Dünyayı keşfetme hevesiyle yanıp tutuşan Vandyck, Terry ve Jeff, karakterleri birbirinden oldukça farklı üç Amerikalı erkek. Varlığı sadece bir efsane gibi anlatılan, giden erkeklerin asla geri dönemediği söylenen Kadınlar Ülkesi’nden tesadüfen haberdar olduktan sonra oraya bir keşif gezisine çıkıyorlar. Sadece kadınlardan oluşan bir toplumun yapısıyla ilgili yürüttükleri tahminler ve hâlihazırda kafalarında bulunan eril kalıplar, gördükleri manzara karşısında yerle bir olan bu üçlü, Kadınlar Ülkesi’nde geçirdikleri bir yılı aşkın süre boyunca kafalarında yaratılan kadınlar hakkındaki ön yargıların ne kadar gerçek dışı olduğunu idrak ediyorlar. Bu kadar iyi organize edilmiş, güzelliklerle dolu, temiz, bakımlı ve gelişkin bu ülkenin sadece kadınlar tarafından kurulduğuna başta inanmak istemeseler de orada bizzat yaşadıkça gördüklerinin gerçek olduğunun ayırdına varıyorlar.

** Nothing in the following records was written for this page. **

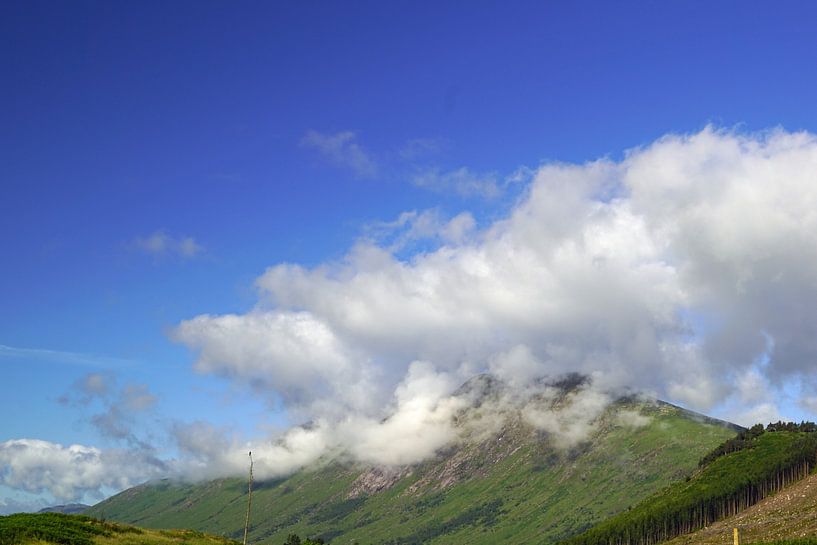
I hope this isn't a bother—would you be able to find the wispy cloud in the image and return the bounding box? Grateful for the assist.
[0,344,134,369]
[89,382,157,444]
[411,165,535,199]
[364,209,477,251]
[397,137,447,161]
[299,131,526,200]
[412,167,502,199]
[301,130,378,179]
[135,231,204,259]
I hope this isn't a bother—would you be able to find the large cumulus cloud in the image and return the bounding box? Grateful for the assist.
[9,127,817,502]
[177,128,817,432]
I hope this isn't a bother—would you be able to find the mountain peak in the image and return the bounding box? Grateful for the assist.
[88,396,739,544]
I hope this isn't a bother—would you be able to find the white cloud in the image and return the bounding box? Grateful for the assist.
[441,212,477,244]
[345,361,464,466]
[730,403,784,428]
[135,231,204,259]
[0,439,166,502]
[735,367,771,405]
[800,396,817,414]
[181,127,817,429]
[166,368,619,482]
[173,311,381,418]
[169,362,465,478]
[244,162,682,404]
[616,409,651,429]
[301,130,378,179]
[488,345,547,390]
[0,377,630,500]
[522,386,611,449]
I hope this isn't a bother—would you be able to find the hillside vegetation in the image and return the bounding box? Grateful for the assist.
[0,513,238,545]
[87,398,736,545]
[664,468,817,545]
[562,424,817,545]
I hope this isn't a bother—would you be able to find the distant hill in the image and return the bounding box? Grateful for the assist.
[87,378,738,545]
[38,503,90,514]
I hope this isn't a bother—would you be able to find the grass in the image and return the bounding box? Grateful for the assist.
[0,513,240,545]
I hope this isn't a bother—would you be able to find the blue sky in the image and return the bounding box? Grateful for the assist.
[4,1,817,511]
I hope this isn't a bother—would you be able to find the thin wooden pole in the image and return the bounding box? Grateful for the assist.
[733,527,740,545]
[243,451,254,545]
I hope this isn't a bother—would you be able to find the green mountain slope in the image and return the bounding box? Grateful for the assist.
[563,426,817,545]
[87,392,737,545]
[664,468,817,545]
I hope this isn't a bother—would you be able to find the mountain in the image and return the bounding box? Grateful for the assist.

Gilman bu kitapta “Toplumsal roller cinsiyete göre belirlenebilir mi? Kadınlık ve erkeklik değişmez kavramlar mıdır?” gibi sorulara yanıt ararken kadınların kurduğu bu ülkenin mantık, eşitlik ve sevgi üstüne inşa edildiğini vurguluyor. Kahramanlarımız ise Kadınlar Ülkesi’nin yönetim biçiminden inançlarına, eğitim anlayışından kültürüne, üretim ilişkilerinden ekonomisine kadar her konuda ne kadar bizim dünyamızdan farklı olduğunu orada kaldıkları süre boyunca deneyimliyorlar. Yeryüzünde bir cennet bahçesi gibi tasvir edilen, dağların arasında sıkışıp kalmış bu ülkede kurulan düzene hayranlık beslememek mümkün değil. Her ne kadar yazar bu ülkenin güzelliğini sadece kadınlardan kurulu bir toplum olmasına bağlamış olsa da dikkat çeken noktalardan biri de ülke toplumunun tamamen eşitlikçi oluşu ve üretimin tüm toplumca ortak bir biçimde yapılıp yönetilmesi. Bu ülkeye siyasi bir tanım yapılmak istenseydi, komünist bir ülke olduğu söylenebilirdi sanırım.

KUTSANAN ANNELİK…

Öte yandan kitapta mevcut düzendeki kadınlar konusunda yapılan tespitlerin ve anlatımların yazıldığı dönem itibarıyla değerlendirilmesine ihtiyaç var. Örneğin ülkeyi keşfe gelen üç Amerikalı erkek, kendi dünyalarını anlatırken kadınların tek işinin ev ile ilgilenmek ve çocuk bakmak olduğunu söylüyorlar. Her ne kadar şimdilerde de kadına biçilen görevler arasında bunlar ilk sıralarda yer alsa da kadının da çalışma hayatına katılması artık yadırganamaz bir durumda. Kadınlar Ülkesi’nde anneliğin bu kadar kutsanması; hatta kendilerini bir anneler toplumu olarak ifade etmeleri ise bana şaşırtıcı geldi. Kadınların kurduğu ütopik bir ülkede kadınla anneliğin özdeşleştirilmemesini beklerdim. Bu durumun da kitabın yazıldığı dönemin bilinç düzeyi ile ilintili olduğunu tahmin ediyorum.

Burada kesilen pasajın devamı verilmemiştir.